Marine viral PDFs do not display the conserved C-terminal helix of subtype IB PDF and constitute a new class of active PDFs. (a) A phylogenetic tree was constructed from an alignment of ∼200 PDFs recapitulating sequence and phylogenetic diversity (Supplementary Figure S2). Among marine viral PDFs, only representative members are displayed (colored in gray). These proteins are related to PDFs from cyanobacteria (shown in green) and photosynthetic planktonic picoeukaryotes (shown in blue). Proteins showing the closest similarities around the three conserved motifs 1, 2 and 3 (colored in yellow) and C-helix were selected and realigned, and the motifs are shown. Unlike type III inactive PDFs (colored in orange below), all required residues of the motifs are conserved, which is strongly suggestive of peptide deformylase activity. The closest structural models (that is, E. coli and Arabidopsis thaliana PDF1B) are indicated on top. In both cases, the C-terminus folds as a α helix. (b) A refined three-dimensional model for viral PDF (top) compared to thethree-dimensional crystal structure of the most relevant PDF (see panel a) from chloroplastic PDF1B (PDB code 3cpmA; bottom). The two structures are shown in the same orientation, that is, toward the entry of the active site crevice. Both N- and C-ends are indicated in white with N and C, respectively.

Figure 4

Viral NAD(P)H dehydrogenase subunits. (a) NdhI protein alignment. Synechococcus sequences are colored in cyan, Prochlorococcus in green and viral proteins in red. The Nqo9 sequence from T. thermophilus is shown for reference. The conserved cysteine residues coordinating Fe–S clusters in Nqo9 are marked with arrows (black for N6a and gray for N6b). For clarity, only part of the protein length is shown. (b) NdhD FastTree approximated maximum-likelihood phylogenetic tree. Synechococcus NdhD sequences are colored in cyan, Prochlorococcus in green and viral proteins in red. Synechocystis PCC6803 and Synechococcus PCC7002 NdhD1, 2, 3 and 4 sequences were used as references. Only bootstrap values above 80% are shown as black circles on the branches.

Figure 5

Viral PSI PsaJ protein. (a) PSI PsaJ protein and peptide alignment.
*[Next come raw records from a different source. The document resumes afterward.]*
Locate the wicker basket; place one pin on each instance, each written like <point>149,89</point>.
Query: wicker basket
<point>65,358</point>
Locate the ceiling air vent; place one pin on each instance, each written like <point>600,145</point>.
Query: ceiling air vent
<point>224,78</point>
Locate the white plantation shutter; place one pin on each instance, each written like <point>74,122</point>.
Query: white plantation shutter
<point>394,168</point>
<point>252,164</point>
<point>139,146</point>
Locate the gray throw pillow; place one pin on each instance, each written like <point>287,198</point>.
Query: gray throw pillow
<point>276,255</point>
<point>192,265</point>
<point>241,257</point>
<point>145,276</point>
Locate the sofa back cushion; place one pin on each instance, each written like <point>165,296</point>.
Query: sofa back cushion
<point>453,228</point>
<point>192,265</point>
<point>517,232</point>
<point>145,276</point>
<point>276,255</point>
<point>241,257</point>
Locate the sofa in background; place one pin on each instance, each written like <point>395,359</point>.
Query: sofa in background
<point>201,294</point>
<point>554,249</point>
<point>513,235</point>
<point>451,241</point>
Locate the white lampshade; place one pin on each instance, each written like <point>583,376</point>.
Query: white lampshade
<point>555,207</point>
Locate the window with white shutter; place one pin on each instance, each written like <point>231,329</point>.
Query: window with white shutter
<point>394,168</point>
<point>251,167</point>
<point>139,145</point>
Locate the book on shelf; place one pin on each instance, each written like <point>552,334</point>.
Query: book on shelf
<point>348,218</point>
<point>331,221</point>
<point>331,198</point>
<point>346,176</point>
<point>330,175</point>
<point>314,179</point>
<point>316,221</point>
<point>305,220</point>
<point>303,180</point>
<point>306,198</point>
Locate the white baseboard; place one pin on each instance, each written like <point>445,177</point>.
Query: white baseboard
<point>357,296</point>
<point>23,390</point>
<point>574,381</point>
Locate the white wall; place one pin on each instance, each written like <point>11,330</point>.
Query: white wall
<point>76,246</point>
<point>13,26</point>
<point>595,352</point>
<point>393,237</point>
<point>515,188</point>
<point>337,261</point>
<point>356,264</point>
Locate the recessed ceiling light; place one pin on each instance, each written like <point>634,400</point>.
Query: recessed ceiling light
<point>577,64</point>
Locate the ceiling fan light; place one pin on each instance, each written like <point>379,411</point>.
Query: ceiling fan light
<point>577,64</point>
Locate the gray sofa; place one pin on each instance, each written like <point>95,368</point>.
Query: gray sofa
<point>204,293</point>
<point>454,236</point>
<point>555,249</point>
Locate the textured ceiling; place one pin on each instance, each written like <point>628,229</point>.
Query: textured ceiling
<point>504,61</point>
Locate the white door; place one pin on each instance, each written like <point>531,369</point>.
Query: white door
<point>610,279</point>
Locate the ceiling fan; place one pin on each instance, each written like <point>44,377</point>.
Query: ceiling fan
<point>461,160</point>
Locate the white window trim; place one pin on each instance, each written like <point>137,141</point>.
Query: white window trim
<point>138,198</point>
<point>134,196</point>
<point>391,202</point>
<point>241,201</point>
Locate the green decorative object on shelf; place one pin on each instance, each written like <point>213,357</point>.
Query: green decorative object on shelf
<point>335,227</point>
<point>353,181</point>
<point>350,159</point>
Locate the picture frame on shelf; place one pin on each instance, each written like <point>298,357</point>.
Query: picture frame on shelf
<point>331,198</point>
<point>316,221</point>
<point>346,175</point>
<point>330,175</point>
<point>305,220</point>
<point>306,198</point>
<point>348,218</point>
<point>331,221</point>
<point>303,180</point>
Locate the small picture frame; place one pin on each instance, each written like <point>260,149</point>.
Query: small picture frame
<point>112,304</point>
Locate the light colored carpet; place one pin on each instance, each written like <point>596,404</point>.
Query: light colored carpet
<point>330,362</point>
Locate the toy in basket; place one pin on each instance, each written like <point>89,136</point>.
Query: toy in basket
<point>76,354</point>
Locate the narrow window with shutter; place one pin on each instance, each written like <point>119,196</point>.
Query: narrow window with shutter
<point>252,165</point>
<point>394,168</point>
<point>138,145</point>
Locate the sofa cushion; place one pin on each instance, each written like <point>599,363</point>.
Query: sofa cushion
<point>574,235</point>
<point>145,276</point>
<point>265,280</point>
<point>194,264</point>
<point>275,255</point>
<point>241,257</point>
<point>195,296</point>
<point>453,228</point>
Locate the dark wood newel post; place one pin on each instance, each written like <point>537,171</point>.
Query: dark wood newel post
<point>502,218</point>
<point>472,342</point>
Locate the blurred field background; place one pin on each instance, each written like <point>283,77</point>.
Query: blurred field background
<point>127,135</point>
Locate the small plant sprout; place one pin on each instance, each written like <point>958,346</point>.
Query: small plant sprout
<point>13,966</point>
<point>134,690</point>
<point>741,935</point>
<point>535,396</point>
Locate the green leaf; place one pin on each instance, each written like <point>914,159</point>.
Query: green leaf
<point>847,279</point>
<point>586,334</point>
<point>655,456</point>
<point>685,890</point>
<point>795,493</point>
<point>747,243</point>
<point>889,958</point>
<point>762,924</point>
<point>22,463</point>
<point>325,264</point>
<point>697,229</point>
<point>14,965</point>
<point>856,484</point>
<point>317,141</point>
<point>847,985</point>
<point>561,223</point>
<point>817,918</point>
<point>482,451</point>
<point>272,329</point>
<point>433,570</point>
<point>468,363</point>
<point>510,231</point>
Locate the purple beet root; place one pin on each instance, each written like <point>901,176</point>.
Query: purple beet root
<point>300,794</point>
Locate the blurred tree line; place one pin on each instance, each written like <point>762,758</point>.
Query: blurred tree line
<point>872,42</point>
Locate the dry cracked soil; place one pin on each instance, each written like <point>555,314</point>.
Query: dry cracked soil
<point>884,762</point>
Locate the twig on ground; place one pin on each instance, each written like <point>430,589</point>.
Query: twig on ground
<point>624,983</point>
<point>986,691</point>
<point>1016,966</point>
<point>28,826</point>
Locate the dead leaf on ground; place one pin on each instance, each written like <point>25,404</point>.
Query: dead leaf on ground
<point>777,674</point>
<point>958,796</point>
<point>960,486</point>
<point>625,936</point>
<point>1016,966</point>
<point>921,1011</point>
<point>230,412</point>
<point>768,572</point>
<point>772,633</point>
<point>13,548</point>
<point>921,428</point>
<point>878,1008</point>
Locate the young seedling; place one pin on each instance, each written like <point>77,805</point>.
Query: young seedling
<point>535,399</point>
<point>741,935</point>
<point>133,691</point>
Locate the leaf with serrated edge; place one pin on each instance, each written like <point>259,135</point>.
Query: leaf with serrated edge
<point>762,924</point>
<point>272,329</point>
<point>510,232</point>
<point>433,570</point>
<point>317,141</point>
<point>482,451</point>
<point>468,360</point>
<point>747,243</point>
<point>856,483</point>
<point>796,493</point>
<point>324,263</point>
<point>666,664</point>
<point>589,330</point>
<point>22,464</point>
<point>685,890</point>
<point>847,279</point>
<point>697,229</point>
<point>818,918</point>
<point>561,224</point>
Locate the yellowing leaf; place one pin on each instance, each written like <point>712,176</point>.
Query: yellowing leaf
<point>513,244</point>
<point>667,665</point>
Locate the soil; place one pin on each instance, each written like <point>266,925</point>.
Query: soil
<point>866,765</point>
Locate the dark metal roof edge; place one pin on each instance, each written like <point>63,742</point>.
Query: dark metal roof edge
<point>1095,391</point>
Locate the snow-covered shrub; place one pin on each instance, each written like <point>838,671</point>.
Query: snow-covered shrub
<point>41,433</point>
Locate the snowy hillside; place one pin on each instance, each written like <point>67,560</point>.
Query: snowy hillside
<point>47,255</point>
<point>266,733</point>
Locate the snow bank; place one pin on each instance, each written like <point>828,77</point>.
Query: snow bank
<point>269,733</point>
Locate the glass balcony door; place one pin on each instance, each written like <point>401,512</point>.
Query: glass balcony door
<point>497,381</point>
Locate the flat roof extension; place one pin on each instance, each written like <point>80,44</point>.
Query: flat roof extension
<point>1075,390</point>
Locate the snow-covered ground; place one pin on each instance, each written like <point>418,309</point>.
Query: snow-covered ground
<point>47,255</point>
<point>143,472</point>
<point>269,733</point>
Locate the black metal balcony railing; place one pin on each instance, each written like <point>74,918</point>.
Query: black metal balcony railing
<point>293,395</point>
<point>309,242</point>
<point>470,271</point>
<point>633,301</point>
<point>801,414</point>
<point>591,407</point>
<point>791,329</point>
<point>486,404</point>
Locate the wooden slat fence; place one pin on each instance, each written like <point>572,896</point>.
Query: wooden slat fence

Viral PsaJ proteins identified in this study and viral PsaJF (only the N-terminus, which contains the PsaJ portion, is shown) are labeled in red to the right of the alignment. (b) PsaJ FastTree approximated maximum-likelihood phylogenetic tree. Synechococcus PsaJ sequences are colored in cyan, Prochlorococcus in green, viral PsaJF and the newly identified viral PsaJ in red. Only bootstrap values above 80% are shown as black circles on the branches. (c) Schematic physical maps of selected viral clones or Prochlorococcus and Synechococcus genome fragments containing the PSI psaJ gene and a viral GOS clone containing the psaJF fusion gene. ndhI denotes NAD(P)H dehydrogenase I gene, speD a polyamine biosynthesis gene, talC a transaldolase gene and nrdB the ribonucleoside-diphoshate reductase-β 2 gene. Red-arrowed boxes mark viral genes and gray mark bacterial genes. PSI genes are colored in yellow, green and blue.